DNN base model adopts pooling method, generally there are two methods, sum pooling (each corresponding element is accumulated) and average pooling (each corresponding element is averaged). All vectors are then concatenated to obtain the overall representation vector of the instance.

  • The summation is summed over the embedding of multiple goods on each corresponding dimension. For example, if there are 10 embedding items in the click sequence, then the 10 embedding values are summed on dimensions 1 to 16, assuming that the embedding dimension is 16.
  • Averaging is the averaging of multiple embedding on each corresponding dimension. No matter how many products are clicked by pooling, the final representation vector embedding and the embedding dimension of each product are the same.

Base model for any candidate to be predicted, no matter the candidate is clothes, electronic products, etc., the user’s representation vector is determined and unchanged, and there is no discrimination for any candidate.

7.4 DIN

Going back to the display advertising system of Ali, as shown in the framework diagram, each commodity has three characteristic domains, including commodity itself, commodity category and the shop to which the commodity belongs. For each commodity, the representation vector of the commodity is realized after the three features are added together.

The pooling method is adopted in the framework diagram for commodity sequence, and the representation vector of user behavior sequence is obtained after pooling. Then it is spliced with other features as the input of MLP.

Besides the embedding part of the candidate, the rest embedding part of the MLP input can be regarded as the representation vector of the user.

A careful study of the Pooling Layer in the Base Model will find that the Pooling operation loses a lot of information.

Therefore, DIN uses Pooling (weighted sum) to model Diversity, because direct sum cannot reflect the Diversity of differences, and weighting can.

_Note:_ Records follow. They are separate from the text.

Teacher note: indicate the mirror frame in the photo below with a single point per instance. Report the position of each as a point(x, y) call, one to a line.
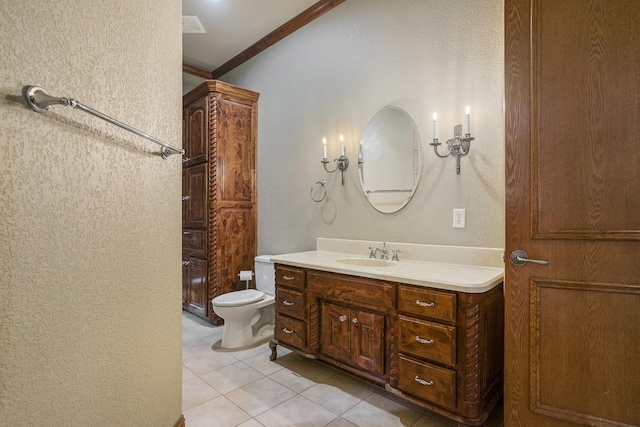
point(376, 121)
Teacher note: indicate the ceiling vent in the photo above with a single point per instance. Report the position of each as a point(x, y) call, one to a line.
point(191, 24)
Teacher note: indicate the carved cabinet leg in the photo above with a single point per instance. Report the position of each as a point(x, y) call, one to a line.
point(274, 353)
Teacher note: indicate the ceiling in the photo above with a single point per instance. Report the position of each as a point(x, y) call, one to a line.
point(231, 27)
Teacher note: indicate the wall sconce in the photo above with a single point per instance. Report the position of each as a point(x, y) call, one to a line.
point(457, 146)
point(342, 161)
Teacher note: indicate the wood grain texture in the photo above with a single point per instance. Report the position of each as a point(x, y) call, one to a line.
point(593, 116)
point(313, 12)
point(571, 100)
point(219, 174)
point(199, 72)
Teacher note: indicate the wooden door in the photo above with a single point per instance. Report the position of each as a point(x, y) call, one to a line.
point(572, 114)
point(196, 285)
point(196, 134)
point(195, 196)
point(368, 341)
point(336, 338)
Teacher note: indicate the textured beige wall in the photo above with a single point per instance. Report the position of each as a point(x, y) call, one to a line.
point(330, 78)
point(90, 318)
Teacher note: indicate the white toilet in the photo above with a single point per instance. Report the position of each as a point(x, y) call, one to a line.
point(249, 315)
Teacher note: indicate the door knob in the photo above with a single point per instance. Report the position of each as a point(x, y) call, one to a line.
point(520, 258)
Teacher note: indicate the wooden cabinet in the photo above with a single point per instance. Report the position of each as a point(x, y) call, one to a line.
point(194, 200)
point(449, 354)
point(439, 349)
point(195, 132)
point(291, 313)
point(194, 291)
point(219, 189)
point(354, 337)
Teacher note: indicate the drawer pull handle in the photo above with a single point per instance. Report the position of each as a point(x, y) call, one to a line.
point(423, 341)
point(425, 304)
point(423, 382)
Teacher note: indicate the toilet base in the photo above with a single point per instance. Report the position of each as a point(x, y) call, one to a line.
point(264, 335)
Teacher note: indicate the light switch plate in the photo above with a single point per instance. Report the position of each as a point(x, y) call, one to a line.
point(459, 220)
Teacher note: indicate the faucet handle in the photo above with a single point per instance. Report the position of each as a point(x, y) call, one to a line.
point(372, 254)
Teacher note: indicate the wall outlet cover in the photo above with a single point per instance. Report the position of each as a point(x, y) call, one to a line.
point(459, 218)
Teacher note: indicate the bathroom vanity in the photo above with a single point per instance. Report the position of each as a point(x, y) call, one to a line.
point(429, 331)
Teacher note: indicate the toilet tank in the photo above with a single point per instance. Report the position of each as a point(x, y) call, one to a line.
point(265, 274)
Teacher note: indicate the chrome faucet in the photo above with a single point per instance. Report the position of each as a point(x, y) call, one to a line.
point(384, 254)
point(395, 254)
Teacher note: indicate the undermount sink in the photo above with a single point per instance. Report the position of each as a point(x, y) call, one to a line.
point(367, 262)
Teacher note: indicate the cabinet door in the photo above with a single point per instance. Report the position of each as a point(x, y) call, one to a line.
point(336, 337)
point(196, 285)
point(196, 133)
point(185, 282)
point(194, 198)
point(368, 341)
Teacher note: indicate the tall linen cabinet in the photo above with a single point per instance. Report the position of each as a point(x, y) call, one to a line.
point(219, 211)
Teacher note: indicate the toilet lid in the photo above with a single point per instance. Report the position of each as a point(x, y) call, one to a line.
point(236, 298)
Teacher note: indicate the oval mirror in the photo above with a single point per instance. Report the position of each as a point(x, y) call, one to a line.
point(390, 159)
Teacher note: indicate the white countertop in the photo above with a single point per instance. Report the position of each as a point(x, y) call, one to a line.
point(449, 276)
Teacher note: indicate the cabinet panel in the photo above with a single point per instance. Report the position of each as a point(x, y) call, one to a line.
point(236, 149)
point(349, 289)
point(219, 183)
point(336, 332)
point(290, 331)
point(368, 343)
point(290, 276)
point(290, 303)
point(195, 133)
point(195, 196)
point(236, 245)
point(194, 285)
point(427, 340)
point(194, 243)
point(428, 382)
point(427, 303)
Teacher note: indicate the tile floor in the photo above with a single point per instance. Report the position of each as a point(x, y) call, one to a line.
point(246, 389)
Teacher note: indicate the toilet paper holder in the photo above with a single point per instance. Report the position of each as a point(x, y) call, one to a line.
point(246, 276)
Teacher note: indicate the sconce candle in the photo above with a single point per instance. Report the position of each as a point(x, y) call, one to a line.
point(467, 122)
point(435, 125)
point(458, 146)
point(342, 163)
point(324, 148)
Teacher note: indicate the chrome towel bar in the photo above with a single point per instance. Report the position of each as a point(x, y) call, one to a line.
point(40, 101)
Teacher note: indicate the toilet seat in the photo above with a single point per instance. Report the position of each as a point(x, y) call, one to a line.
point(238, 298)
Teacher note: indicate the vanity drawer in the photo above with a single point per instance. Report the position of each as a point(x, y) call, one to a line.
point(290, 303)
point(427, 340)
point(355, 290)
point(290, 331)
point(290, 276)
point(194, 243)
point(427, 302)
point(428, 382)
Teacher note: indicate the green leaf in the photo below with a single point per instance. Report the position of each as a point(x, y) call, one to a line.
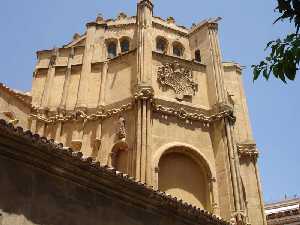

That is, DIN implements pooling by weighted average of embedding vectors, and the “weight” is calculated by the attention mechanism.

0 x08 Attention mechanism

The simple understanding of the Attention mechanism is that for different ads, the user’s historical behavior and the weight of that AD are different. Assume that the user has three historical behaviors of ABC. For AD D, the weight of ABC may be 0.8, 0.1 and 0.1. For advertisement E, the weight of ABC may be 0.3, 0.6 and 0.1. The weight here is what the Activation Unit in the Architecture diagram needs to learn about the Attention mechanism.

The DIN model is just DNN plus attention. Pooling is implemented through Attention, and the vector representation of user interest is different according to the different candidate materials, so as to realize the “thousand things and thousand aspects” of user interest.

The objective of the model is to fully explore the relationship between user interest and candidate advertising based on user history behavior. Whether or not a user clicks on an AD is often based on some of their previous interests, which is the basis of the Attention mechanic in apps. Because both user interest behaviors and candidate advertisements are mapped to the Embedding space. Therefore, the relationship between them is learned in Embedding space.

8.1 the problem

DIN’s attention mechanism was designed in part to use a vector of fix length to depict the user’s interest in different items, a seemingly simple point that is difficult in practice.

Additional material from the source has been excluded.